What is the CreateContainerConfigError?

To understand this, let's look at what happens at deployment time to give you an idea of the flow and what could go wrong at each step.

When you deploy a pod, the first step is to pull the image from the registry and then create the container. If the image is not found, then Kubernetes will return an ErrImagePull error. If the image is found, then it will proceed to create the container.

If the container creation fails, then it will return a CreateContainerError error. If the container creation succeeds, then Kubernetes will then start the container.

If the container start fails, then it will return a CreateContainerConfigError error.

In other words, the error happens when the container is transitioning from a Pending state to a Running state. It is at this point that the deployment configuration will be validated to make sure that the container can be started. If the configuration is invalid, then it will return a CreateContainerConfigError error.

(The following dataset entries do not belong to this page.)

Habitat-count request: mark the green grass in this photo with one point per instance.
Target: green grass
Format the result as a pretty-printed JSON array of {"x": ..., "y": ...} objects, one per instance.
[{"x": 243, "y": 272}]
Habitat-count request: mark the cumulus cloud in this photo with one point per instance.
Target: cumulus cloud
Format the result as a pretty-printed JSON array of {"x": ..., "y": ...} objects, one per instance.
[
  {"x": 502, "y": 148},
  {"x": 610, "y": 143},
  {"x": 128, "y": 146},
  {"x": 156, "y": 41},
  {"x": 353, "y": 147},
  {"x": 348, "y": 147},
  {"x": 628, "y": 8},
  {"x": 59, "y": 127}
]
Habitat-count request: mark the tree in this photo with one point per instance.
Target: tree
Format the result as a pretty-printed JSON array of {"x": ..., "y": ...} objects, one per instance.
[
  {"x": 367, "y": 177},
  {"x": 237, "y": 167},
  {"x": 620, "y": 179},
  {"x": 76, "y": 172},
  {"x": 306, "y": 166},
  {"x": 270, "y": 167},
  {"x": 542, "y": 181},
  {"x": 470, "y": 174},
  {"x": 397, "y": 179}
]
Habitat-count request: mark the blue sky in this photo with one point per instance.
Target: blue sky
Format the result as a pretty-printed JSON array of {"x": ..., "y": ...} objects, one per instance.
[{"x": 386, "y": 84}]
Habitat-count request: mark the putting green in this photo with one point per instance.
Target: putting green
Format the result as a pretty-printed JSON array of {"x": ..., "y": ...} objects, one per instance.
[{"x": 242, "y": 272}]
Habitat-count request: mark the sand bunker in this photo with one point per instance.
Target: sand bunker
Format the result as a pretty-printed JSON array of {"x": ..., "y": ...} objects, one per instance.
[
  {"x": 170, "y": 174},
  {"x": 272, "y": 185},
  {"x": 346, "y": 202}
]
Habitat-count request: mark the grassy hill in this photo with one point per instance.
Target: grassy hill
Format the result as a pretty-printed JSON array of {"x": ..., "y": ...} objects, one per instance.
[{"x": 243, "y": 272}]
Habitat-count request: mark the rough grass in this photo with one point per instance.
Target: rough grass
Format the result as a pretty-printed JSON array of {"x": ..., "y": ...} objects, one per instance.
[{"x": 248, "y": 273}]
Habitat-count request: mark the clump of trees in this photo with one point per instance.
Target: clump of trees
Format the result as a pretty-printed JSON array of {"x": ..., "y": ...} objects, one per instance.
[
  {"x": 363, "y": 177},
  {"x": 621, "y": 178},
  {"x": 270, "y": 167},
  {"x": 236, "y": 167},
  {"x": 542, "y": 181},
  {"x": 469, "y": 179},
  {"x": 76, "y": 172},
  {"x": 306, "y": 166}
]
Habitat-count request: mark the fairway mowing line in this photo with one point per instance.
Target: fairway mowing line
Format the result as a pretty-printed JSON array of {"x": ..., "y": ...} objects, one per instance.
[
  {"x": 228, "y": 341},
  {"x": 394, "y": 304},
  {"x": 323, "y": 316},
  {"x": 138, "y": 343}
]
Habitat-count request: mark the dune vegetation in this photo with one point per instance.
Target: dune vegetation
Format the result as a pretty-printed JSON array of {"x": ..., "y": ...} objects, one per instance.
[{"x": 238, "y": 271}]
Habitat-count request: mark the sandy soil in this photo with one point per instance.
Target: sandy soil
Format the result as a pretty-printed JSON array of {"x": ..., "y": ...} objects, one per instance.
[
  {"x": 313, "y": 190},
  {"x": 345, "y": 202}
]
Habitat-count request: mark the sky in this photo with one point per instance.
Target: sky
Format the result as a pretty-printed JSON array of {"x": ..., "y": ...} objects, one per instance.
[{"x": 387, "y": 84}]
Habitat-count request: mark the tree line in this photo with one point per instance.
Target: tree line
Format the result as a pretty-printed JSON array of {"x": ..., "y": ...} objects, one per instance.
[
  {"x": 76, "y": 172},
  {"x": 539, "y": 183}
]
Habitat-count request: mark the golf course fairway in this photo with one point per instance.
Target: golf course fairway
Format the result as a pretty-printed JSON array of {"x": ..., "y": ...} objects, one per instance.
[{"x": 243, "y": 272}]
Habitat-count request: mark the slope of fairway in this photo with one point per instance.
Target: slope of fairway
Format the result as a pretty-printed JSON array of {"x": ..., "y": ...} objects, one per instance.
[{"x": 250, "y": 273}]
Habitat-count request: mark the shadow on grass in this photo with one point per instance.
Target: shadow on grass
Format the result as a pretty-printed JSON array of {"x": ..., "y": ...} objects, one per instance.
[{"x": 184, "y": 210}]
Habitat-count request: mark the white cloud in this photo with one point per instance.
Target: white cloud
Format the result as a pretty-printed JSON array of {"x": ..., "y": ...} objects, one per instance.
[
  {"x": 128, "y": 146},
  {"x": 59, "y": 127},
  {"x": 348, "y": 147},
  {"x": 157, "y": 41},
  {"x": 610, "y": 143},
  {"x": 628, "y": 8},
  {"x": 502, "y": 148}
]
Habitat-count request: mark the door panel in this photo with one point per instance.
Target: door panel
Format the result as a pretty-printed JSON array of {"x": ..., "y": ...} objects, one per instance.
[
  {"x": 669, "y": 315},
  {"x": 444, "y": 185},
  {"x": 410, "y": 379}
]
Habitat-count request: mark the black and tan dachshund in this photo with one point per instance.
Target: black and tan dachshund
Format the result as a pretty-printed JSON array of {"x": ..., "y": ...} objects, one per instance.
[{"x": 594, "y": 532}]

How to Troubleshoot the CreateContainerConfigError

Disclaimer: There can be many reasons why the container configuration is invalid and it will depende on your specific configuration. I will only be covering the one that I have encountered. If you have encountered a different cause, please leave a comment below.

Because the error happens during the validation of the configuration, a good starting point is to double-check the following:

  • is the ConfigMap missing? Is it properly configured?
  • is a Secret missing? Is it properly configured?
  • is the PersistentVolume missing? Is it properly configured?
  • is the Pod being created correctly? Are there any empty or invalid fields?

Now that we understand what the error is, and what we should be looking at, let's look at how to troubleshoot it and narrow down the problem.

Check the Pod Status

The first thing I did was get the pod that I had the error and that I wanted to drill into.

You can do this by running kubectl get pods -n <namespace>.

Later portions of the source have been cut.